We look for the meaning; we scrutinise the sub-text minutely; we examine our emotional responses and stack them up against what we understand the author wants: in short, we delve into the depths.

At its most basic, however, theatre is story-telling. If a play doesn't tell a good story, and tell it well, then, no matter what else it may be, it really doesn't deserve the name of drama. Drama comes from the Greek word draein, to do. It's about action, the things people do, a story.

What brings on this sudden access of philosophising? Watching The Judge's House. Or rather, watching my reactions to The Judge's House, for when I started to think about writing this review as I drove home, I found I just didn't know what to say about it. Of course I could say that it was very well acted but, to be honest, there are so many good actors around and so little work, that any company which uses poor actors simply has to be going out of its way to find someone who isn't good enough! Is it a parody? No. Is it an examination of a mind under stress? No. Is it a critique of the class system of the early twentieth century? No. The what on earth is it?

My Damascene revelation didn't actually occur until I was back at home making a cup of tea. Funny how the prosaic can often make you think more clearly!

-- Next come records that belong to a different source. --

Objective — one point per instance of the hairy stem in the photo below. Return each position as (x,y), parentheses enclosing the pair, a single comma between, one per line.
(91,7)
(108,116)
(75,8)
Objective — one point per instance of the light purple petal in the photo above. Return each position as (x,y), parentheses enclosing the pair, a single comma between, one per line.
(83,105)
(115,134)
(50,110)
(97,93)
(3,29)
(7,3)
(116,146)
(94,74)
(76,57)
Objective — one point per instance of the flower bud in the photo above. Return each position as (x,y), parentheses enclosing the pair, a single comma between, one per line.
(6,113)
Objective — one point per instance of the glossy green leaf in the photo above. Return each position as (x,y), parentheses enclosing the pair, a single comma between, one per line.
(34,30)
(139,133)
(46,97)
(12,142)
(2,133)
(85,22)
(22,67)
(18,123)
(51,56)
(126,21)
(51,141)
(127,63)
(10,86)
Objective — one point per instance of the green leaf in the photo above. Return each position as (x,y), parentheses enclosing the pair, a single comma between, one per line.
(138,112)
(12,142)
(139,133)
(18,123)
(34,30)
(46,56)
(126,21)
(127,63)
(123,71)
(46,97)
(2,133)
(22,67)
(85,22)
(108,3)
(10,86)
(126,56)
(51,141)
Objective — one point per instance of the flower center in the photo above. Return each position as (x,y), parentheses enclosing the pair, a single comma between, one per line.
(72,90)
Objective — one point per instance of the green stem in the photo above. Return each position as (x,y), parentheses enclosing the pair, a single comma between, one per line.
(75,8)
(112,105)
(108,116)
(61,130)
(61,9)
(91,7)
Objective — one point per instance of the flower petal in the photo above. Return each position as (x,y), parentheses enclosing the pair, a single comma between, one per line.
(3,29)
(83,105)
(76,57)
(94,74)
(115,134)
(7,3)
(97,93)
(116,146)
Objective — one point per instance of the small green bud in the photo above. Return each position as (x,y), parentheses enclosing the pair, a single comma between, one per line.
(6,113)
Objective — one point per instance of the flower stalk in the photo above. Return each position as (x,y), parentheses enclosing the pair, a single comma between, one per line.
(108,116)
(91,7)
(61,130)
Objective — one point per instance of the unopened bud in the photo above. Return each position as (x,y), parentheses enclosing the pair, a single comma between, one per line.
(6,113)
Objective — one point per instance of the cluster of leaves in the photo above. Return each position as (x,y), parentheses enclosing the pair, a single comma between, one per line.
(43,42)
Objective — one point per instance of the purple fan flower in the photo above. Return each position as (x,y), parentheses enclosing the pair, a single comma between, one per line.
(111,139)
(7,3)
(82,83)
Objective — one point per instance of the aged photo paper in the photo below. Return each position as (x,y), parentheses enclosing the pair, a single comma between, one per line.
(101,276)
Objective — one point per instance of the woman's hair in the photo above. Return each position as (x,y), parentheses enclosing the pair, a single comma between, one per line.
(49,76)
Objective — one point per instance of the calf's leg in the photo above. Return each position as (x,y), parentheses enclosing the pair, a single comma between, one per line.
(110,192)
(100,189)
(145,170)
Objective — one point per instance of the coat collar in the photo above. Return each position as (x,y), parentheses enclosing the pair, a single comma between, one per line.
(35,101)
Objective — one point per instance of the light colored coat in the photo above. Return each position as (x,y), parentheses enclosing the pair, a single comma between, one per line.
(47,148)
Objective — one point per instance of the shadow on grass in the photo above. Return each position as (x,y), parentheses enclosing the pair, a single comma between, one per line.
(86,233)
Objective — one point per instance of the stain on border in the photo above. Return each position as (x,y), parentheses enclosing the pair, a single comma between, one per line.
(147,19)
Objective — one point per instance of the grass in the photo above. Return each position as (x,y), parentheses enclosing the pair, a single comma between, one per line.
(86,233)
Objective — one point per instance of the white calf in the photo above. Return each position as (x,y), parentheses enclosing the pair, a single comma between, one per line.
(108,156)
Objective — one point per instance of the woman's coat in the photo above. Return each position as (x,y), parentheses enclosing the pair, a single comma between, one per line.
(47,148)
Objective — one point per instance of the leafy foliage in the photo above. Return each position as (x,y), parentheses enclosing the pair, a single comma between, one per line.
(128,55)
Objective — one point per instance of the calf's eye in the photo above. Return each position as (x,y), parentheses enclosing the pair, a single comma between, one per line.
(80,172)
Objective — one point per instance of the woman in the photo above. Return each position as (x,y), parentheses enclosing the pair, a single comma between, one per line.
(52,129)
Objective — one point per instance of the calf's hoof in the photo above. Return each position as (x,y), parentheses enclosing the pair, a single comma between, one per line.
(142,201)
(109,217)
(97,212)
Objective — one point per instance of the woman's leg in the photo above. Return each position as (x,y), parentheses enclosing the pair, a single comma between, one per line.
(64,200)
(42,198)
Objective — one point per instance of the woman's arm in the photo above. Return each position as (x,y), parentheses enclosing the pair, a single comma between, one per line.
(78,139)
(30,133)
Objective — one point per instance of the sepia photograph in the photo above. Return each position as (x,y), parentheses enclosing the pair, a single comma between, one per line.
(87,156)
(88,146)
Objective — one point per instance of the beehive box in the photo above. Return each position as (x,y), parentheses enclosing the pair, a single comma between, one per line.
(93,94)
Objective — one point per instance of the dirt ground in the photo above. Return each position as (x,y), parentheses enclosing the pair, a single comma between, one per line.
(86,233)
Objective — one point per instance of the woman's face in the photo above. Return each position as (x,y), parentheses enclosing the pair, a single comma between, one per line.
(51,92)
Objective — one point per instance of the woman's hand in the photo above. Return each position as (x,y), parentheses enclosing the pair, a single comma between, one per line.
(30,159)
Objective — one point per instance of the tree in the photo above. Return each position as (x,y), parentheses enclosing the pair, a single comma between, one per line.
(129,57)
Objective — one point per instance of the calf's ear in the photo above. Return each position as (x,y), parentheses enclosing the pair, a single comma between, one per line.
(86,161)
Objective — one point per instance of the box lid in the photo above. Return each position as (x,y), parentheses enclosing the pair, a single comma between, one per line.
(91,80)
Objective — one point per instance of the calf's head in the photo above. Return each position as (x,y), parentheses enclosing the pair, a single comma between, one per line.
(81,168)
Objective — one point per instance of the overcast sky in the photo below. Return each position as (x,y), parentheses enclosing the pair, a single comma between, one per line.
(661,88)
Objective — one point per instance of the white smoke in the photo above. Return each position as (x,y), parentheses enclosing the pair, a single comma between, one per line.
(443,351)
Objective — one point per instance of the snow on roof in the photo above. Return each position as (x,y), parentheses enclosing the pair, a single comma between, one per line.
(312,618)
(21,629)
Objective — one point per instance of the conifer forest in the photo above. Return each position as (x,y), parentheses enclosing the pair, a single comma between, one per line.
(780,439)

What The Judge's House does is, quite simply, tell a story. And it does it quite simply, too. There are just two actors: one (Laura Hayes) plays three parts and the other (David Martin) just one, the central character Malcolm Malcolmson. The story is told in flashback, with Hayes, as innkeper's wife Mrs Witham, being the narrator. As one would expect from Bram Stoker, it's a bit of a Gothic horror, but author Goodrum finds the humour in it, using all the Gothic ingredients - the raging storm, thunder and lightning, glowing rats' eyes in the dark, the begrimed portrait on the wall, and even a Psycho-like dénouement at the end. There's a beautiful moment at the end when Mrs Whitham's face is distorted by cleverly placed lighting to look like the face of a rat.

(Such a pity, however, that Goodrum, for he was also the director, had a bit of fur pulled up the wall by string to simulate a rat running up a bell rope. It got a laugh, but it was the wrong sort of laughter and gave the carefully built-up atmosphere a bit of a knock.)

But that quibble apart, The Judge's House tells a damned good story well - and taught this reviewer a bit of humility. Both are, very definitely, good things!

"The Judge's House" tours until mid-November to Swindon, Trowbridge, King's Lynn, Bracknell, Sheringham, Sudbury, Wimbledon and Chesterfield.